The crowd was thinning. Most people had funneled through the front entrance by now, but the back half of the room was still a mess—overturned chairs, shattered glasses, water coming down in sheets. The lighting had gone to emergency backup, casting everything in a flat, institutional glow.

He moved through it methodically. This was the part of his brain that worked best: clear objective, real stakes, no ambiguity. No cocktail napkins, no small talk, no pretending to be less than he was. He checked the bar area, found it empty. Checked the alcove near the windows where he’d first seen Fallon tonight. Empty. The DJ had abandoned his setup, cables and equipment sitting in an inch of water.

He was heading toward the main exit when he saw her.

She was in the hallway near the private gallery rooms. Standing just outside the second door—the one that led to thesmall exhibition space—half-turned toward it, her hand on the frame.

She was soaked. Her hair had come loose from the twist and hung against her neck. The dark dress clung to her shoulders and arms, and the water on her skin caught the emergency lights. She looked disoriented. Lost.

“Fallon.”

She turned. A flash of calculation crossed her face—quick, controlled, before disappearing. Then she was just a wet, cold woman standing in a hallway she shouldn’t be in.

“I, uh, got turned around,” she said.

“It’s this way. Come on.”

He took her arm again, the same way he had on the dance floor but with zero romance in it now. Her skin was cold and slick under his hand. He guided her back through the main room, around the overturned furniture and the standing water, and out through the front doors into the night air.

The street was chaos in a different key.

Two fire trucks had already arrived, lights strobing red and white against the brick facades of the surrounding buildings.

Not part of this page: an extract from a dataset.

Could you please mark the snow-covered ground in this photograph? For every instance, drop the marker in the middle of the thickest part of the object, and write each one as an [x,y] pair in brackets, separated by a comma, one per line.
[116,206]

A police cruiser was angled across the intersection, blocking traffic in both directions.

The crowd from the fundraiser had spilled onto the sidewalk and into the street—three hundred people in cocktail attire, soaked to the bone, some of them still holding drinks they’d somehow carried out. Everyone was on their phone. A woman was crying near the curb. Two men in suits were arguing about whose car was blocked in.

Fallon hugged her arms across her chest. She was shivering. Her makeup had washed away almost completely—the sculpted brows, the dark lip, all of it dissolved in the sprinkler water.

What was left was a face he hadn’t seen before. Younger. Her eyes were brighter without the dark liner framing them, and theangles of her cheekbones and jaw were more pronounced. He liked this version better.

“What?” she asked.

Your face is different,” he said. “The makeup. It’s gone.”

She touched her cheek with the back of her hand, a reflex, then dropped it. “I probably look like a drowned raccoon.”